Les quelques témoignages disponibles sur cette période évoquent un moment historique assez crucial. La plupart des acteurs ayant participé à ces événements portaient encore les stigmates de la guerre d’Algérie et de la dictature militaire post indépendance. A titre d’exemple le témoignage de M. Arezki About, dont le parcours politique fut assez versatile et mouvant. Certes son témoignage a le mérite d’exister car il fut le premier à être arrêté lors de ces événements. Mais à lire son livre-témoignage, nous assistions à un ensemble de récit et d’anecdotes. Il a livré indubitablement ses sentiments, ses ressentis, ses peurs, ses interrogations… En revanche, il n’évoque pas ou peu de noms, de ses camarades, et il ne se réfère nullement à des réunions de travail organisées au sein de son organisation politique clandestine le FUAA. Il ne cite pas de titres de revues publiées, n’évoque pas les rencontres clandestines ou politiques…Nous avons l’impression que M. About vivait sur une île déserte, seul au monde !!! Cela complique la compréhension et conforte mes réserves sur la dimension qu’on veut donner au mouvement.

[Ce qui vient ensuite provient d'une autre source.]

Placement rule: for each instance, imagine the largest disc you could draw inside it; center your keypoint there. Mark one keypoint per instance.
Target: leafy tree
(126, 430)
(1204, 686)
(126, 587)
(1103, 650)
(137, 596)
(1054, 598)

Par ailleurs, le Dr Saïd Sadi, autre détenu du printemps 80, qui se présente comme étant la cheville ouvrière de ce mouvement ne nous renseigne pas sur grand-chose. Dans son livre réédité dernièrement « L’échec recommencée », nous nous retrouvons avec une cinquantaine de pages sur les événements de 80 qui débutent à partir de mars, après l’annulation de la tenue de la conférence-débat programmée au Centre universitaire de Tizi-Ouzou. Son récit aborde les événements qui se sont déroulés après l’annulation de la conférence de Mammeri, la prison, les différents tiraillements idéologiques, parfois politiques mais souvent personnels entre les acteurs de ce mouvement. Nous ressentons dans son témoignage une absence totale de stratégie et d’encadrement qui ont mis les acteurs de l’époque dans une posture de réaction et d’improvisation.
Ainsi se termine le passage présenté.